Delivering Water to Coorong, Lower Lakes
Water flows have been listed as a priority for the Coorong and Lower Lakes to allow native fish to move between the sea and freshwater, and maintain the natural habitat
The Murray-Darling Basin Authority has released its annual watering priorities, as dry conditions are expected to continue across the basin. The Coorong, Lake Alexandrina and Lake Albert make up one of Australia’s largest wetland systems at a total of 142,000ha. The authority has identified the area as an important feeding habitat for international migratory waterbirds, and for managing salinity.
Delivering water in the Coorong, Lower Lakes, through to the Murray Mouth is believed to:
- Connect the River Murray to the Southern Ocean
- Maintain seasonal flow for migratory fish movement
- Improve habitat, maintain salinity and the Ruppia tuberose aquatic plant, water quality in the Lower Lakes, and export salt out of the basin
- Support food sources including insects, crustaceans, mites, molluscs and worms.
Dry conditions over recent years have led to a continual fall in the volume of water flowing through South Australia.
In 2010-11, more than 15,000 GL of water arrived in the River Murray in SA, compared with 2446 GL recorded in the past year.

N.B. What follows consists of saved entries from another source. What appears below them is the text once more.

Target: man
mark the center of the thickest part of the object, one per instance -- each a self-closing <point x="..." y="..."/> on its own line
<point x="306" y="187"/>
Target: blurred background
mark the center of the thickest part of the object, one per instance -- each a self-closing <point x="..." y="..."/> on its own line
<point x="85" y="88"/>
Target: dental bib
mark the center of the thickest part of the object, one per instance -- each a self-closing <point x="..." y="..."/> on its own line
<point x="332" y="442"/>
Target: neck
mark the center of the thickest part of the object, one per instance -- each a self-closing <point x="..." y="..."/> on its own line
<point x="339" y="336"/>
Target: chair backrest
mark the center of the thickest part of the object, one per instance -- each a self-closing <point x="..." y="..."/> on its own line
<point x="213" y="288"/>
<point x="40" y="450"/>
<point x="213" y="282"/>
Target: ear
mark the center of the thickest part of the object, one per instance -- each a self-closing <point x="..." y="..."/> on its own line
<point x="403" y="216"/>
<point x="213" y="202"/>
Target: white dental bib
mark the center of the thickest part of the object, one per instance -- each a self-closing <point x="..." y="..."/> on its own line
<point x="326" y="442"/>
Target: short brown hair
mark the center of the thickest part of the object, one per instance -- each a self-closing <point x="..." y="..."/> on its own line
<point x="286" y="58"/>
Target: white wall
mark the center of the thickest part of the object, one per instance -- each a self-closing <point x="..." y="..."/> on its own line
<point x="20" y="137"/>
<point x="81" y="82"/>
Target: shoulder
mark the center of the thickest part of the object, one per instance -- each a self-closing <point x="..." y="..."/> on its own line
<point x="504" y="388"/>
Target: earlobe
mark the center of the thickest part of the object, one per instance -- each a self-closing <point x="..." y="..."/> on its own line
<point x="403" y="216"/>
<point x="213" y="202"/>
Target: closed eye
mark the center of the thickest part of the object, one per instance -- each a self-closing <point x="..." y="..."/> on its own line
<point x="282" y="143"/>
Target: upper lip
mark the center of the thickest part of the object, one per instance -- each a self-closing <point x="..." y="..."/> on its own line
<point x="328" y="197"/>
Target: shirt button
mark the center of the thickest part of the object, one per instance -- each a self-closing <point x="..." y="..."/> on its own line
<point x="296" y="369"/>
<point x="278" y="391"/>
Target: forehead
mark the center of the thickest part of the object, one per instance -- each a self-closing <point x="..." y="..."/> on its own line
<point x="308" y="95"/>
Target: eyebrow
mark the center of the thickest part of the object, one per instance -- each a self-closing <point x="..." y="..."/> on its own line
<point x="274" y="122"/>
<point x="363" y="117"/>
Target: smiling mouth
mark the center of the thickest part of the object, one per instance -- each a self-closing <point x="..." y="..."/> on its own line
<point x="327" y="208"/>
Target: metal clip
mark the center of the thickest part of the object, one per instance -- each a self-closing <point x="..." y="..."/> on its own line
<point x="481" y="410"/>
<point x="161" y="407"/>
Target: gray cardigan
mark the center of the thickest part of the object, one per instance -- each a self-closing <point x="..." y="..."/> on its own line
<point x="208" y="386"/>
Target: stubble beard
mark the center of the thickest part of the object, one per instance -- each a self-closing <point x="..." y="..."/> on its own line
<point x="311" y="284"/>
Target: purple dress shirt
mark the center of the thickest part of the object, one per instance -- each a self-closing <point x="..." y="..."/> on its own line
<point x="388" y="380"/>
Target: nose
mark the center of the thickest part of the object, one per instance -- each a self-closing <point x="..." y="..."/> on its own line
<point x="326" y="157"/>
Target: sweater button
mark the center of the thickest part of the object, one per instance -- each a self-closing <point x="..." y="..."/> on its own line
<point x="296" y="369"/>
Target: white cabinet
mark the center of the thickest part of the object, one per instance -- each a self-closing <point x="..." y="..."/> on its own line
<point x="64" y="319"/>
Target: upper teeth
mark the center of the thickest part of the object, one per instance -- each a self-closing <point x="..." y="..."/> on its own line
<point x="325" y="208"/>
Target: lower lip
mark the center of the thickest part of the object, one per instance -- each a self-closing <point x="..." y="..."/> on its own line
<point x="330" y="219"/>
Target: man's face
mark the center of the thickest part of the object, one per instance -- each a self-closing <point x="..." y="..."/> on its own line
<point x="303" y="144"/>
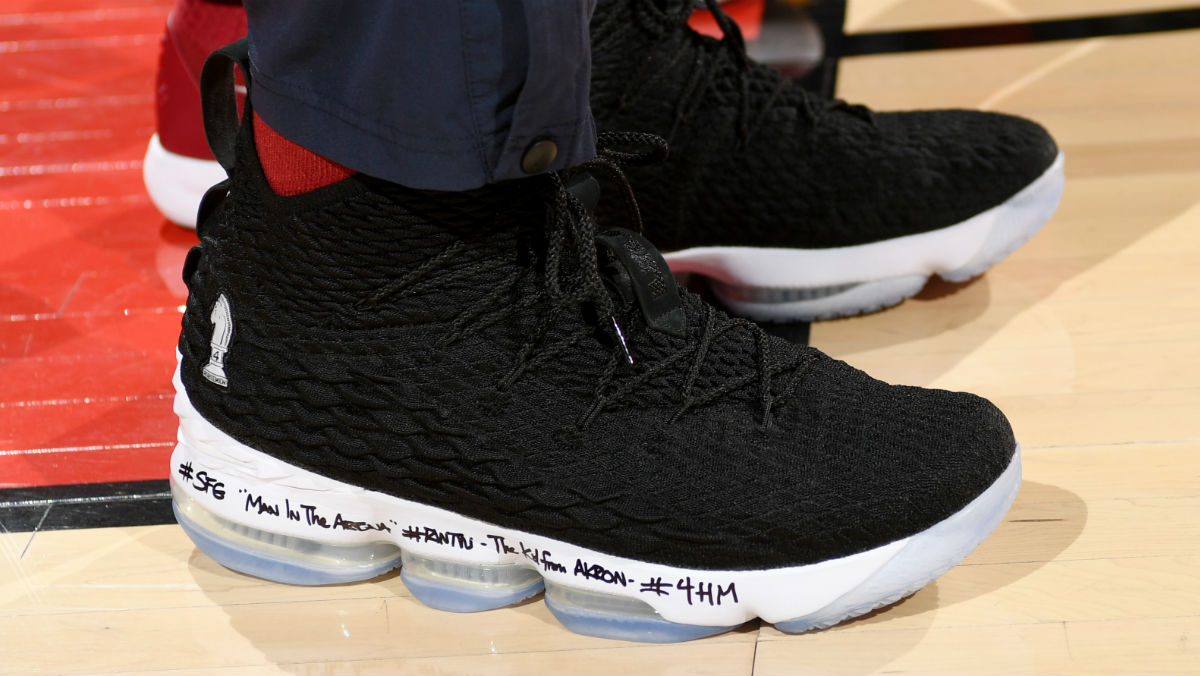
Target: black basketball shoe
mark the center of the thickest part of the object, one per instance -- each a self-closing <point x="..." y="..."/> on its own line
<point x="486" y="390"/>
<point x="804" y="208"/>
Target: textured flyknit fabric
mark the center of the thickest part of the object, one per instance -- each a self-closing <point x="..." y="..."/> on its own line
<point x="457" y="350"/>
<point x="756" y="161"/>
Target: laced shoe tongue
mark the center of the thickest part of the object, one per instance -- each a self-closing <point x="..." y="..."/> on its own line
<point x="637" y="269"/>
<point x="634" y="268"/>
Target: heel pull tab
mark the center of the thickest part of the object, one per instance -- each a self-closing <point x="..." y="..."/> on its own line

The delivery of planned environmental water flows between 2013 and 2015 has led to the increase of Murray hardyhead and other native fish in Lake Alexandrina.

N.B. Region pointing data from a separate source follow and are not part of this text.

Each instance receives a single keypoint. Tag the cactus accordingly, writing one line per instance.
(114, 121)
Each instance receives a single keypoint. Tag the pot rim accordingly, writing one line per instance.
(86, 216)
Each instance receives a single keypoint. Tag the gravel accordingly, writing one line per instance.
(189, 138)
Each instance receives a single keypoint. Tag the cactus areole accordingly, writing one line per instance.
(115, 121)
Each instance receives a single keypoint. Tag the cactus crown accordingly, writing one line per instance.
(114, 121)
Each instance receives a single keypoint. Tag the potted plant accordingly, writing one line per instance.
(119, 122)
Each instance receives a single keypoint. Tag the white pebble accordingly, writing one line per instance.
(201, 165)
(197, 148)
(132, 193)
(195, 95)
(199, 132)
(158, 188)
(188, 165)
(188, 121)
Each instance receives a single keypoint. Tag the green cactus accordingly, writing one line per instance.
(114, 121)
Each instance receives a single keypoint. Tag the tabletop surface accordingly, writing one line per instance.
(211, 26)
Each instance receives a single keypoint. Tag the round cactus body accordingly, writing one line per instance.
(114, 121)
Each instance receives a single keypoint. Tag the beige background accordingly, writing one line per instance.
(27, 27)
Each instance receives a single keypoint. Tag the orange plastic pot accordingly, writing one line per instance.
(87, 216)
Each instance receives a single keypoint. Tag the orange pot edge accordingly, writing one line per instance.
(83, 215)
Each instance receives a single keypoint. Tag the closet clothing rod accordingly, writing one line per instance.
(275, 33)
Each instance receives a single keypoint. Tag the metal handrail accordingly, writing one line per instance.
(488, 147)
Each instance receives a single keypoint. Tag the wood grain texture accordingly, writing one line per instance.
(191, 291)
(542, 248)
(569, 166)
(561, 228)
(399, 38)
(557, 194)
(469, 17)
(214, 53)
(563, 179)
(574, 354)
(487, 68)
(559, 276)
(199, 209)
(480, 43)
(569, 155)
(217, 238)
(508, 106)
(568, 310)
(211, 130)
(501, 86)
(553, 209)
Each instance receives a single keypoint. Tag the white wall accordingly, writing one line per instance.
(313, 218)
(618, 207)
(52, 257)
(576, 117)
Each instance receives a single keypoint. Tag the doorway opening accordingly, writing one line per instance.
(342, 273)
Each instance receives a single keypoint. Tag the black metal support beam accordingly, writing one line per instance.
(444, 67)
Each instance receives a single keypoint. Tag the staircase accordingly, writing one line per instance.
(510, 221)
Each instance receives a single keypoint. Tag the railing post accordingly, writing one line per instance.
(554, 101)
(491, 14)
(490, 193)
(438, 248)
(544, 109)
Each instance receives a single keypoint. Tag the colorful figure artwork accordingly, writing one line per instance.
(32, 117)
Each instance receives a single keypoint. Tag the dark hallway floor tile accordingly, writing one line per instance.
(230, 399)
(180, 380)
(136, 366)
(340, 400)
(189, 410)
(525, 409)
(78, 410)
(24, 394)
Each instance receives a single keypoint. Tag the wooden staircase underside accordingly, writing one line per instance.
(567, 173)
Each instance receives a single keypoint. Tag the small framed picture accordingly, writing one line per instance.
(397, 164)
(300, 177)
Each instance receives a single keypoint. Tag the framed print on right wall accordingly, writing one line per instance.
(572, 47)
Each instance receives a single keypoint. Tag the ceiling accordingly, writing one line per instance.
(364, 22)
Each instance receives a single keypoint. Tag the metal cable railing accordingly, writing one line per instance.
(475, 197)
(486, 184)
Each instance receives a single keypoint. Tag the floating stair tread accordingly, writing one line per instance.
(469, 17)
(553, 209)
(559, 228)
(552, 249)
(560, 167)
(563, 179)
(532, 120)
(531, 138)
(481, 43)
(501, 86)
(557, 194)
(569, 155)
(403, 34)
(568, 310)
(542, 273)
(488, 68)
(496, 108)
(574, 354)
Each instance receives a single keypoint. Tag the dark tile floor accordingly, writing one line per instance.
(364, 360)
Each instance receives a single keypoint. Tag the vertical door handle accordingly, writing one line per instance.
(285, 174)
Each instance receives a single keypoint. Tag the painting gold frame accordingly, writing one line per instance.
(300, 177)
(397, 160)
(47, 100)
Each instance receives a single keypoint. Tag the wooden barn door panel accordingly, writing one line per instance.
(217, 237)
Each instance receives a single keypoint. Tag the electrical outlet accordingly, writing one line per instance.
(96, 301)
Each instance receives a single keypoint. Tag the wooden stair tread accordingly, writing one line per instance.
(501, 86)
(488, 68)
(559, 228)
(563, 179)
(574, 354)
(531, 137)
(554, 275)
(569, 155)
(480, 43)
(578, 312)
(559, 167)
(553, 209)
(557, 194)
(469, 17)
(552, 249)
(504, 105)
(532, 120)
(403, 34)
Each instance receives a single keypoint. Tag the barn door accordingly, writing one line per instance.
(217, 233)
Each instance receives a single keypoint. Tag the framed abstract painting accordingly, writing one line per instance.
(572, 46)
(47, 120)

Fish including congolli, lamprey and common galaxias were also able to move through the barrages from the Lower Lakes into the Coorong and Southern Ocean, with some lamprey detected in the River Murray.

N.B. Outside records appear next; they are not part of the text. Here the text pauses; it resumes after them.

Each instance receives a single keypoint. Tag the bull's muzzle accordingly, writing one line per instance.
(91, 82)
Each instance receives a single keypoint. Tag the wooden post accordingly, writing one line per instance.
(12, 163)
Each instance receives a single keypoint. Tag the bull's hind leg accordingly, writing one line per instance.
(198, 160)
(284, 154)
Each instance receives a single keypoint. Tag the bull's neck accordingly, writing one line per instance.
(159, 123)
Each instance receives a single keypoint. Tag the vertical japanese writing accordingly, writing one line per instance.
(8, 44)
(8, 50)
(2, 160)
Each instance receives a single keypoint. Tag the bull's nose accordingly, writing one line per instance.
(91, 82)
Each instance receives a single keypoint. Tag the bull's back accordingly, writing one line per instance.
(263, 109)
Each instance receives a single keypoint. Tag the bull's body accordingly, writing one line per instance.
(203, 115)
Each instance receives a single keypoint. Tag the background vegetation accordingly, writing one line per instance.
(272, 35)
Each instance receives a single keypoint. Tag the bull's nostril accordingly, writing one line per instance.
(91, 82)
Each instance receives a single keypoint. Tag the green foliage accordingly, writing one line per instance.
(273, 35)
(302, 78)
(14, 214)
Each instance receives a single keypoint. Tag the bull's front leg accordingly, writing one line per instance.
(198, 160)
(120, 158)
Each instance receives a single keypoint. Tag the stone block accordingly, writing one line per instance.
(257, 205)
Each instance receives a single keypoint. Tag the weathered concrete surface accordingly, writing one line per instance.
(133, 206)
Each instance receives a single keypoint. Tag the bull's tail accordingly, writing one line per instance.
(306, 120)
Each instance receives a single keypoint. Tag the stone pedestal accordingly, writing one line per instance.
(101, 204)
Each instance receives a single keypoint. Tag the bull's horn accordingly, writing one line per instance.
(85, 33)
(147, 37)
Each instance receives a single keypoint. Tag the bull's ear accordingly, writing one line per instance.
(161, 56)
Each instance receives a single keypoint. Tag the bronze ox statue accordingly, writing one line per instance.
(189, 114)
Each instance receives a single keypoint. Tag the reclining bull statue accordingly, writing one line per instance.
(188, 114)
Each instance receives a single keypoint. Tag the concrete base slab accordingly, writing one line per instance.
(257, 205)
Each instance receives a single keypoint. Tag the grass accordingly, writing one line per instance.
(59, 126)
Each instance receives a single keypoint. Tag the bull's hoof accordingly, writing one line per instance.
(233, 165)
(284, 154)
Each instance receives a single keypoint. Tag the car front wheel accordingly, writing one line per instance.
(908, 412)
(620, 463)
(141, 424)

A flow of water will facilitate migration and maintain the growth of the Ruppia tuberosa aquatic plant — an important food source for waterbirds and fish.Traditional owners have supported maintaining connectivity and say “removing barriers to native fish movement” to maintain connectivity is important to them.
It is the fourth time annual water priorities have been set — with South Australia’s building on priorities listed since 2013 — and Basin Authority spokesman Colin Mues said it was to ensure rivers and wetlands maintain their functions and resilience.
“Using water strategically supports the survival of native plants and animals in dry times, and means they can bounce back in wetter times,” he said.
“We’ve identified priorities that support the basin-wide indicators of river system health: native plants, waterbirds, native fish, and flows and connectivity.”
Up to $200 million has been invested into the Coorong, Lower Lakes and Murray Mouth recovery project by the Australian Government’s Water for the Future initiative over 10 years.
Through the Murray-Darling Basin Plan, annual 3200 gigalitres of water flow will be secured by 2024 for the benefit of the River Murray environment, its wetlands, floodplains, flora and fauna.
A spokesman for River Murray Minister Ian Hunter said environmental water holdings (including those recovered by The Basin Plan) “are quite separate from the water available for irrigation and are specifically made available to protect and restore healthy rivers and wetlands”.